Muitas vezes tenho como guia e companheiro de passeio
em minhas excursões fora da cidade, o cavas-bachi (chefe dos janízaros)
do consulado da França, que o cônsul geral teve a gentileza de pôr à minha
disposição. É um magnífico negro de Ouadaï, de seis pés de altura e que, a
despeito de sua barba grisalha, conservou toda a atividade e toda a energia da
mocidade. O alcaide Hassan não é um homem comum: ao tempo dos
Caramanlys, governou a tribo dos Ouerchéfâna durante dezoito anos, e ninguém
melhor que ele soube manter nas rédeas esta horda turbulenta. Valente até a
temeridade, sempre defendeu os interesses de seus administrados contra as
tribos vizinhas e, se necessário, contra o próprio governo; mas, ao mesmo
tempo, os seus não mais podiam entregar-se aos seus caprichos e não brincavam
com a severidade do alcaide Hassan.
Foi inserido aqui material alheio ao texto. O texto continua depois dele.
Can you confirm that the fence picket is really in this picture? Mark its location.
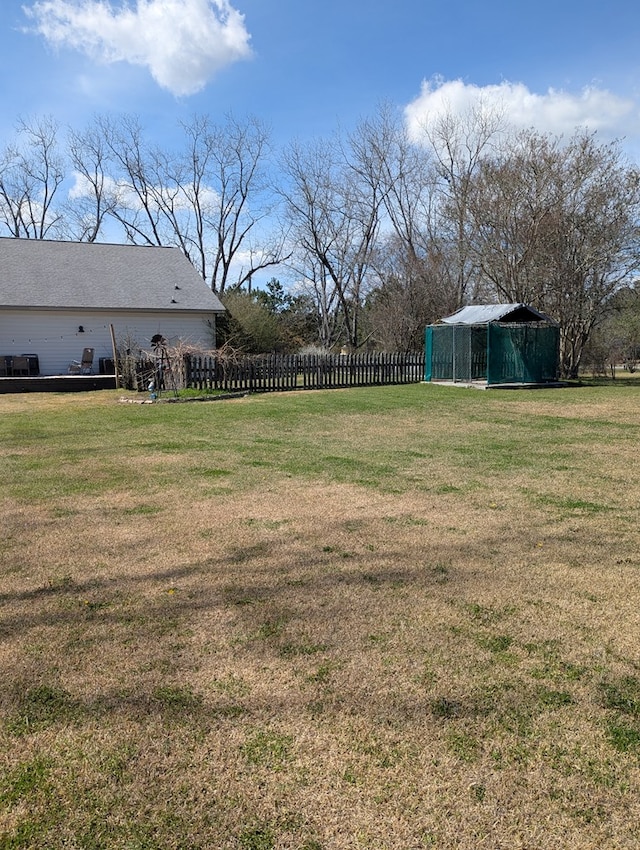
[137,353,425,392]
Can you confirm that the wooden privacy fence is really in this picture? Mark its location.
[131,353,425,392]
Para ele, a vida de um homem era apenas
mais preciosa que a de um carneiro, e certamente ficaria muito embaraçado se
lhe perguntassem o número exato de cabeças que ele tinha feito cair com sua
mão, tanto a sua consciência está tranquila a esse respeito. Excelente homem,
aliás, inteiramente devotado ao consulado, ao qual serve há dez anos.
Numa de nossas primeiras saídas, vi um grupo de cinco
ou seis mulheres aproximarem-se dele com ar súplice. Duas delas tinham nos
braços pobres criancinhas de peito, cujos rostos, cabeças e pescoços estavam
cobertos por uma placa dartrosa[2]
de crostas purulentas. Era horrível e desagradável à vista.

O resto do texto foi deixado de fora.